Entretien avec Amélie de Miribel, Chef du service des Affaires Européennes et des Relations Internationales, jeudi 29 septembre 2011

 

Amélie de Miribel

 Partir à l’étranger pendant les études ; et pourquoi pas toi ?

Nous arrivons au début du mois d’octobre, et en ces temps de rentrée universitaire, il nous a semblé utile de vous faire quelques petits rappels sur les nombreuses opportunités de mobilité étudiante proposées par votre université.  Alors, maintenant que vous n’avez plus de soucis avec votre emploi du temps, que vous savez quand auront lieu vos cours de guitare et quel jour vous garderez le fils de la voisine, pourquoi ne pas en profiter pour préparer un départ à l’étranger pour l’année prochaine ?

Afin de vous éclairer davantage sur cette question,  nous nous sommes entretenus avec Amélie de Miribel, chef du service des Affaires Européennes et des Relations Internationales, dans son bureau situé rue de l’Ecole de Médecine. 

La mobilité étudiante, en quoi ça consiste ?

Les étudiants de Paris Descartes ont la possibilité de suivre un programme d’échange, de recherche, ou un stage à l’étranger (voire même plusieurs !) durant leurs études universitaires, à partir de la troisième année –sauf pour les étudiants en IUT qui peuvent bénéficier d’un départ anticipé en deuxième année.

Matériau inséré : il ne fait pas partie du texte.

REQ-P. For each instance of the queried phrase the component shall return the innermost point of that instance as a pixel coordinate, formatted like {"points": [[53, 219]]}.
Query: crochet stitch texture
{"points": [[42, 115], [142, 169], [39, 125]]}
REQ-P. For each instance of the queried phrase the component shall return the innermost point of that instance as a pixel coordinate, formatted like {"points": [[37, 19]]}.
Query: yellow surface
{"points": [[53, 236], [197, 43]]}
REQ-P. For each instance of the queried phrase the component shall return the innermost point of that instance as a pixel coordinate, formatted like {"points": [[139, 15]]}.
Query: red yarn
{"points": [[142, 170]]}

En effet, grâce aux quelques 300 accords européens et internationaux qu’a l’université avec ses partenaires, les étudiants de chaque faculté bénéficient de programmes d’échange qui sont en accord avec leurs cursus universitaire. Le semestre ou l’année passé(e) dans une université étrangère sera validé(e) dans le cadre du diplôme préparé à Paris Descartes (Amélie de Miribel vous rappelle également que certains cursus proposent l’obtention d’un double diplôme ou d’un diplôme conjoint). Parmi les destinations possibles ? Allemagne, Espagne, Pays-Bas, Italie, pays anglophones, Canada ou encore Brésil, Chine (pour la recherche en particulier)… alors, tenté(e) ?

Partir à l’étranger, je veux bien, mais cela a un coût !

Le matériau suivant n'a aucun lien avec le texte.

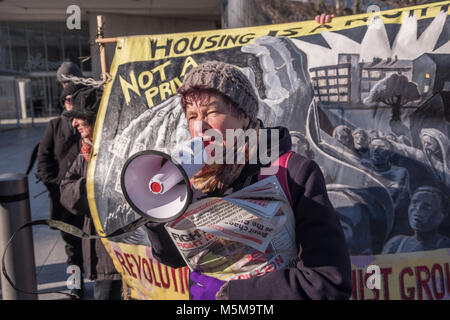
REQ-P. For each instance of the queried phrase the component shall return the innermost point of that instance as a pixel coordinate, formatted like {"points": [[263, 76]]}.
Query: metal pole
{"points": [[15, 212]]}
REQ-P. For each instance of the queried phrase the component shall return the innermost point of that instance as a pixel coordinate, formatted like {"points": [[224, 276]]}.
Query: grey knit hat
{"points": [[226, 79]]}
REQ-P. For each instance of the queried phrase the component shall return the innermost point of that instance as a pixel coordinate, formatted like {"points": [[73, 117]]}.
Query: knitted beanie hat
{"points": [[226, 79]]}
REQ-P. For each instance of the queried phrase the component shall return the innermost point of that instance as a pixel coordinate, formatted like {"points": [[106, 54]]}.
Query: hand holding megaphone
{"points": [[156, 185]]}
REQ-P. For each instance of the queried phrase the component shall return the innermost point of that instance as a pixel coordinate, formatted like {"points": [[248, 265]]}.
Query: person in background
{"points": [[426, 211], [99, 265], [218, 96], [57, 150]]}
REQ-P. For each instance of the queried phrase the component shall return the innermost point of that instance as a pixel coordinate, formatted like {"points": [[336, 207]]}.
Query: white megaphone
{"points": [[156, 185]]}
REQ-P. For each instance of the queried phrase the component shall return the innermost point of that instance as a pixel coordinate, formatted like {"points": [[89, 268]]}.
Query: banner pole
{"points": [[101, 46]]}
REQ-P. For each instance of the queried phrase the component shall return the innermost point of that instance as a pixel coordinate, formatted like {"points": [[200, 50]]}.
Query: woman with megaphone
{"points": [[218, 96]]}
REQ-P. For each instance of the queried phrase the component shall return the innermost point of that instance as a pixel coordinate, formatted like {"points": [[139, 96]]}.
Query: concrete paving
{"points": [[16, 145]]}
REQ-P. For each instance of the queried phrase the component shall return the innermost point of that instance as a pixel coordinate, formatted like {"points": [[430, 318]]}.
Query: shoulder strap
{"points": [[281, 174]]}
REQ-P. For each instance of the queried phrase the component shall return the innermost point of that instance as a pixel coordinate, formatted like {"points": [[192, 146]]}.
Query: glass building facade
{"points": [[34, 50]]}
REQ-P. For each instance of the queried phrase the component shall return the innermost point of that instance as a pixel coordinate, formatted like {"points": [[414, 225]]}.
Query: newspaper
{"points": [[244, 234]]}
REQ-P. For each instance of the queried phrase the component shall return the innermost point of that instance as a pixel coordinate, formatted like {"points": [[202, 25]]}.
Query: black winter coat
{"points": [[99, 265]]}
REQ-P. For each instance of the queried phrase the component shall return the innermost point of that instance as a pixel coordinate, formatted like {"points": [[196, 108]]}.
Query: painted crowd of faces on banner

La force des programmes d’échange est qu’ils permettent aux étudiants de réduire au maximum leurs frais d’études à l’étranger. En effet, pour les programmes d’échange Erasmus (échanges en Europe) et Crepuq (Canada), vous serez amenés à payer uniquement les frais d’inscriptions de votre université française, ce qui est particulièrement bénéfique lorsque l’on part à l’international, sachant que bien souvent, les universités y sont beaucoup plus chères. Ces accords permettent également l’obtention de bourses de mobilité. Bien entendu, Amélie de Miribel vous précise qu’il ne faut pas non plus omettre certains frais supplémentaires comme ceux du logement ou encore du billet d’avion. Mais le but n’est pas non plus de partir à tout prix le plus loin possible !

Ça y est, je veux partir : mais comment faire ? Qui peux m’aider dans mon choix ? Quand dois-je préparer mon dossier ?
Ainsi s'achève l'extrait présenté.